Not exactly true I believe. First of all the bug is *not* in HDB.
In some versions of Xenix SCO accidentally compiled uucico in an
environment with HZ=20 instead of HZ=50. So the real rates are 2.5 times
higher (or the time lower) compared to the log file.

This has been discussed in comp.unix.xenix some (a long) time ago.
SCO has a fix I believe. (dunno, i don't run xenix anymore, and never
used their hdb anyway)

Paul.
(debra@research.att.com)

mikes@NCoast.ORG (Mike Squires) (02/10/90)

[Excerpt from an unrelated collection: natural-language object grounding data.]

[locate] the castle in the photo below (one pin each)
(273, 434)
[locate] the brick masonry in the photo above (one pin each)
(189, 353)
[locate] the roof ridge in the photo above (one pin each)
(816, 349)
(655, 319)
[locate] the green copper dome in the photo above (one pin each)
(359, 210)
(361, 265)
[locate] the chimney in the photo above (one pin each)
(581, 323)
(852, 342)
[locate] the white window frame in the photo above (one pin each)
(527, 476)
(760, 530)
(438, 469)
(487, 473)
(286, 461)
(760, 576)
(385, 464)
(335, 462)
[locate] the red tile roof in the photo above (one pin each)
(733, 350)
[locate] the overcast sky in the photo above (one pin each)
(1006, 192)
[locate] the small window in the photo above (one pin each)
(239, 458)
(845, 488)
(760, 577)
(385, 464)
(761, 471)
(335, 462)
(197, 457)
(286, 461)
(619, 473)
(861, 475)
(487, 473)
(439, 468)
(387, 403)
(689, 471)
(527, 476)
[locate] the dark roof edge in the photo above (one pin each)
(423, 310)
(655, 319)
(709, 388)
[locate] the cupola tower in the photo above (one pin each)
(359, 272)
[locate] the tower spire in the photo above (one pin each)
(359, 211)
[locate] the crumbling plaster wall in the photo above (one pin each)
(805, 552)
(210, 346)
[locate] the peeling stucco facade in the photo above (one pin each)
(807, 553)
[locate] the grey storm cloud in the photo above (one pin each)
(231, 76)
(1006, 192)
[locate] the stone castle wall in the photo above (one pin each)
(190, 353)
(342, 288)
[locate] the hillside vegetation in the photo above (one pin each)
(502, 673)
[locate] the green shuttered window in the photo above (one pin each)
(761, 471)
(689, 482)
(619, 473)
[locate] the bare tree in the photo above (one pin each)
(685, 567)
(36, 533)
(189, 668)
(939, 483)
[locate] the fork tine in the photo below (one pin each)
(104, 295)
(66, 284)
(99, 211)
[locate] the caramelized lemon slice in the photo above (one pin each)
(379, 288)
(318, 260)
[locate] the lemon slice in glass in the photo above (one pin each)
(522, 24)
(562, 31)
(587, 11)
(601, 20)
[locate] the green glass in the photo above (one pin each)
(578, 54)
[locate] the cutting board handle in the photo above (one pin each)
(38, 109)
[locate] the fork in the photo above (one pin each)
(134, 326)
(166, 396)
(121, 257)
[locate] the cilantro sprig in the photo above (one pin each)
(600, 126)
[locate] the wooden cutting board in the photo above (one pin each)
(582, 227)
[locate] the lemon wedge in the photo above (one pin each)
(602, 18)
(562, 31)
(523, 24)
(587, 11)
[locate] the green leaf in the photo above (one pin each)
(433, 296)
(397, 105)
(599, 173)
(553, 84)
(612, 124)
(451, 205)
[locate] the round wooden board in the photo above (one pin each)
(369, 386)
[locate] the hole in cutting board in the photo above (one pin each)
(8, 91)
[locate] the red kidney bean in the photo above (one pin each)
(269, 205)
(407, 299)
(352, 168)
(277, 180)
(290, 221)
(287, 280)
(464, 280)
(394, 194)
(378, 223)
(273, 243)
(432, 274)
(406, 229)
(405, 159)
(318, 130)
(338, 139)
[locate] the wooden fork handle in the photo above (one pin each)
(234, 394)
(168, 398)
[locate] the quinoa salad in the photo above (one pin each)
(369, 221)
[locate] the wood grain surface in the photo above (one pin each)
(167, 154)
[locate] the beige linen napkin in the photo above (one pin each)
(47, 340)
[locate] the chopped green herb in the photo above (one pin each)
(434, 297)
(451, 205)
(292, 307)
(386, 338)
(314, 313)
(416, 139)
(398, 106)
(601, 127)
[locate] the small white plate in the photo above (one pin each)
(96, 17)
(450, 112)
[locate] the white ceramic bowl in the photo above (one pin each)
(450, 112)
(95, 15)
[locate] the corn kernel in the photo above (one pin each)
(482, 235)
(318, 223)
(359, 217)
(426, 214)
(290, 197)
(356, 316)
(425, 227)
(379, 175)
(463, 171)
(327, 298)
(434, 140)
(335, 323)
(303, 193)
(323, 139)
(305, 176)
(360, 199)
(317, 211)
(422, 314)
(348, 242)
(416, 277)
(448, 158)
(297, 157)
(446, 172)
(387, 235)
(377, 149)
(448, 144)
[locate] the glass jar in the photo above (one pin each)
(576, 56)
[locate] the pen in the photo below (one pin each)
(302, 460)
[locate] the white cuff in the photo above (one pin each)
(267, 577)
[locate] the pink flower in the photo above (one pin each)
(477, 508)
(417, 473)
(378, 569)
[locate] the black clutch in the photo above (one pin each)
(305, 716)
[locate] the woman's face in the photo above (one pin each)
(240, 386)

In article <91136@looking.on.ca> brad@looking.on.ca (Brad Templeton) writes:
>I bet that SCO hates this one.   There is a bug in HDB that reports
>times as double what they are.
>
>Time with a stopwatch, ignore the log file, and then note the throughput.
>It's ok.

One of the patches available from SOS (via anonymous uucp) contains an update
to HDB uucp that fixes this problem, at least.  I've been running it for a while
under 2.3.2 XENIX 386 with no problems.